I have this admiration and respect for Rey, and all the others like him, who earn meagerly but at all times honestly. They are the good people in our midst, the ones who convince me that decency remains alive and well in this impoverished archipelago, made poorer with each passing year by rampant corruption. Whereas, in other still-fortunate places, those who are caught with their hands full of ill-gotten wealth are either banished or made to literally die of shame, in this country we elect them to public office, so that they can all the more acquire ill-gotten riches and flaunt these in our faces, by way of their mansions, expensive cars, and private militias. My faint clue, as to why this is allowed to happen, is either plain and simple idiocy or gullibility.

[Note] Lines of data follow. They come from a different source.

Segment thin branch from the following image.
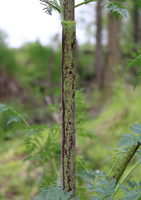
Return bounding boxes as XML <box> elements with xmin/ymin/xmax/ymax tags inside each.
<box><xmin>75</xmin><ymin>0</ymin><xmax>98</xmax><ymax>8</ymax></box>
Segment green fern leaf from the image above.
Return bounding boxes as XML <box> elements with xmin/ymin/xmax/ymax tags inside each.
<box><xmin>107</xmin><ymin>2</ymin><xmax>127</xmax><ymax>20</ymax></box>
<box><xmin>40</xmin><ymin>0</ymin><xmax>62</xmax><ymax>15</ymax></box>
<box><xmin>130</xmin><ymin>51</ymin><xmax>137</xmax><ymax>58</ymax></box>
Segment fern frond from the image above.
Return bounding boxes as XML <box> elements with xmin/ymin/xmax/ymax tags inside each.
<box><xmin>40</xmin><ymin>0</ymin><xmax>60</xmax><ymax>15</ymax></box>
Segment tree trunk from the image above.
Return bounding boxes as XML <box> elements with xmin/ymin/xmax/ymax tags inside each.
<box><xmin>95</xmin><ymin>0</ymin><xmax>103</xmax><ymax>90</ymax></box>
<box><xmin>61</xmin><ymin>0</ymin><xmax>76</xmax><ymax>198</ymax></box>
<box><xmin>104</xmin><ymin>13</ymin><xmax>121</xmax><ymax>97</ymax></box>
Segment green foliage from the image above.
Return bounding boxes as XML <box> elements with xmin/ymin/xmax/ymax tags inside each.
<box><xmin>0</xmin><ymin>44</ymin><xmax>17</xmax><ymax>76</ymax></box>
<box><xmin>125</xmin><ymin>48</ymin><xmax>141</xmax><ymax>89</ymax></box>
<box><xmin>102</xmin><ymin>0</ymin><xmax>127</xmax><ymax>21</ymax></box>
<box><xmin>133</xmin><ymin>0</ymin><xmax>141</xmax><ymax>9</ymax></box>
<box><xmin>117</xmin><ymin>123</ymin><xmax>141</xmax><ymax>147</ymax></box>
<box><xmin>40</xmin><ymin>0</ymin><xmax>64</xmax><ymax>15</ymax></box>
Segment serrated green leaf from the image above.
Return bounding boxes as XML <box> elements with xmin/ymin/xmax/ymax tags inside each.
<box><xmin>130</xmin><ymin>51</ymin><xmax>137</xmax><ymax>58</ymax></box>
<box><xmin>101</xmin><ymin>0</ymin><xmax>111</xmax><ymax>6</ymax></box>
<box><xmin>138</xmin><ymin>47</ymin><xmax>141</xmax><ymax>53</ymax></box>
<box><xmin>129</xmin><ymin>126</ymin><xmax>141</xmax><ymax>134</ymax></box>
<box><xmin>107</xmin><ymin>2</ymin><xmax>127</xmax><ymax>18</ymax></box>
<box><xmin>133</xmin><ymin>0</ymin><xmax>141</xmax><ymax>6</ymax></box>
<box><xmin>113</xmin><ymin>11</ymin><xmax>120</xmax><ymax>21</ymax></box>
<box><xmin>7</xmin><ymin>116</ymin><xmax>21</xmax><ymax>125</ymax></box>
<box><xmin>138</xmin><ymin>3</ymin><xmax>141</xmax><ymax>9</ymax></box>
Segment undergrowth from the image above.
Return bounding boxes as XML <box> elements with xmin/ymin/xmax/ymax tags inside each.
<box><xmin>0</xmin><ymin>91</ymin><xmax>141</xmax><ymax>200</ymax></box>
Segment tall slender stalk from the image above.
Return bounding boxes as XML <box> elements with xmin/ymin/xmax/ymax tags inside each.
<box><xmin>61</xmin><ymin>0</ymin><xmax>76</xmax><ymax>198</ymax></box>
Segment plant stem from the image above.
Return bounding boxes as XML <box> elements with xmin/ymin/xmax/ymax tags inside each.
<box><xmin>110</xmin><ymin>142</ymin><xmax>140</xmax><ymax>185</ymax></box>
<box><xmin>61</xmin><ymin>0</ymin><xmax>76</xmax><ymax>199</ymax></box>
<box><xmin>75</xmin><ymin>0</ymin><xmax>97</xmax><ymax>8</ymax></box>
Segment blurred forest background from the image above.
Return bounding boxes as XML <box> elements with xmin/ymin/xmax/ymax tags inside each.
<box><xmin>0</xmin><ymin>0</ymin><xmax>141</xmax><ymax>200</ymax></box>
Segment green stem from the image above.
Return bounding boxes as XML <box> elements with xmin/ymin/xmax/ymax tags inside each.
<box><xmin>75</xmin><ymin>0</ymin><xmax>97</xmax><ymax>8</ymax></box>
<box><xmin>107</xmin><ymin>158</ymin><xmax>119</xmax><ymax>176</ymax></box>
<box><xmin>112</xmin><ymin>163</ymin><xmax>140</xmax><ymax>196</ymax></box>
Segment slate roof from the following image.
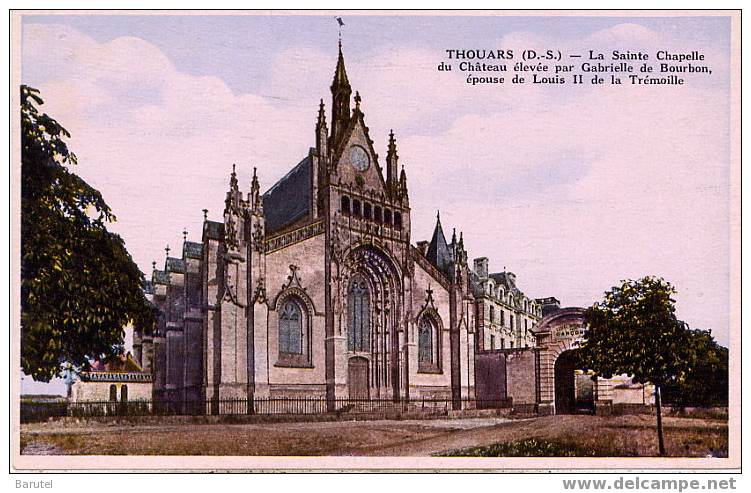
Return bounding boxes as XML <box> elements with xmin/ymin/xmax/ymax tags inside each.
<box><xmin>263</xmin><ymin>155</ymin><xmax>311</xmax><ymax>234</ymax></box>
<box><xmin>165</xmin><ymin>257</ymin><xmax>185</xmax><ymax>272</ymax></box>
<box><xmin>143</xmin><ymin>280</ymin><xmax>154</xmax><ymax>294</ymax></box>
<box><xmin>183</xmin><ymin>241</ymin><xmax>203</xmax><ymax>259</ymax></box>
<box><xmin>203</xmin><ymin>221</ymin><xmax>224</xmax><ymax>240</ymax></box>
<box><xmin>425</xmin><ymin>211</ymin><xmax>451</xmax><ymax>273</ymax></box>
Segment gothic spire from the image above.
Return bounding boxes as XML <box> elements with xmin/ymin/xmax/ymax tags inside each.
<box><xmin>249</xmin><ymin>166</ymin><xmax>261</xmax><ymax>209</ymax></box>
<box><xmin>316</xmin><ymin>98</ymin><xmax>329</xmax><ymax>158</ymax></box>
<box><xmin>425</xmin><ymin>211</ymin><xmax>451</xmax><ymax>273</ymax></box>
<box><xmin>386</xmin><ymin>130</ymin><xmax>399</xmax><ymax>188</ymax></box>
<box><xmin>331</xmin><ymin>40</ymin><xmax>352</xmax><ymax>145</ymax></box>
<box><xmin>224</xmin><ymin>163</ymin><xmax>242</xmax><ymax>212</ymax></box>
<box><xmin>331</xmin><ymin>39</ymin><xmax>351</xmax><ymax>89</ymax></box>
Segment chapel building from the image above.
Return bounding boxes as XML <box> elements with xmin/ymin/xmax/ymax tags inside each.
<box><xmin>134</xmin><ymin>43</ymin><xmax>543</xmax><ymax>408</ymax></box>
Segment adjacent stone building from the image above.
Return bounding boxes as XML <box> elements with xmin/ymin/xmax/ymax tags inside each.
<box><xmin>134</xmin><ymin>44</ymin><xmax>656</xmax><ymax>412</ymax></box>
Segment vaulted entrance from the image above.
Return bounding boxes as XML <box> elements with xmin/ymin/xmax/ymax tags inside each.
<box><xmin>555</xmin><ymin>351</ymin><xmax>577</xmax><ymax>414</ymax></box>
<box><xmin>554</xmin><ymin>349</ymin><xmax>594</xmax><ymax>414</ymax></box>
<box><xmin>348</xmin><ymin>356</ymin><xmax>370</xmax><ymax>399</ymax></box>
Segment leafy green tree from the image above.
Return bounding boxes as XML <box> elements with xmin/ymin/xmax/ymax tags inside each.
<box><xmin>579</xmin><ymin>276</ymin><xmax>692</xmax><ymax>455</ymax></box>
<box><xmin>21</xmin><ymin>86</ymin><xmax>154</xmax><ymax>381</ymax></box>
<box><xmin>663</xmin><ymin>330</ymin><xmax>729</xmax><ymax>406</ymax></box>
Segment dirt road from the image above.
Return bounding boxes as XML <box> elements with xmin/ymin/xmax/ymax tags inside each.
<box><xmin>21</xmin><ymin>415</ymin><xmax>728</xmax><ymax>457</ymax></box>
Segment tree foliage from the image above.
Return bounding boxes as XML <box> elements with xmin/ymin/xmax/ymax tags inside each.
<box><xmin>21</xmin><ymin>86</ymin><xmax>154</xmax><ymax>381</ymax></box>
<box><xmin>579</xmin><ymin>276</ymin><xmax>690</xmax><ymax>385</ymax></box>
<box><xmin>663</xmin><ymin>330</ymin><xmax>729</xmax><ymax>406</ymax></box>
<box><xmin>579</xmin><ymin>276</ymin><xmax>727</xmax><ymax>455</ymax></box>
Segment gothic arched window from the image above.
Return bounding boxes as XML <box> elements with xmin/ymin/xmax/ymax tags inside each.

Rey has been in his trade for, I calculate, almost ten years now, starting out with a much smaller mobile store contraption connected to a bicycle. He has a wife who helps him eke out a living via this amusing, itinerant trade, but it is Rey who pounds the streets of our town rain or shine. He has two children (or maybe three), which he sends to two private schools, with the eldest set to graduate from high school in a few weeks' time, and already having obtained a college scholarship through sheer academic merit!

Rey and his family have this enviable acceptance of their fate and their role in the world. And with their seeming tirelessness and composure to go about their unvaried routine day in and day out, an unquestioning faith that they will persevere and prevail is very apparent. This accomplishment is beyond the reach of many others who are better-heeled and educated. At once, Rey has let me in on one of the secrets to happiness: The absence of too great or too much expectations.

Rey might be unaware of another thing enviable about him. He is assured of a special place in the pleasant and beautiful memories of all those children who patronize his store of dreams. Rey has made me recall some of my own schoolchild memories: Ka Conching's eatery for students, with its piping-hot, home-cooked meals; the Nectar ice cream man and his sweet, multicolored popsicles; Ka Domeng's Kabayan ice cream and buco sherbet; noodle sandwiches; deep-fried pork rinds dipped in spicy vinegar; Rey has opened the floodgate of memories, all of them pleasant and from times that held great promise.

The domain of childhood memories is sacred ground. It defines the man. It sets him off to his journey in life. Depending on the quality of these memories, they either provide solid anchoring or shaky foundation. Good people like Rey give to society the former. Not too many people may lay claim to this achievement. I can't. I most probably will be remembered as a moody, cantankerous man, an impractical dreamer, given to fits and episodes of rage, desperation and elation. My only consolation, however, is not being lumped together with the greedy, the murderers, the corrupt. As politicians are.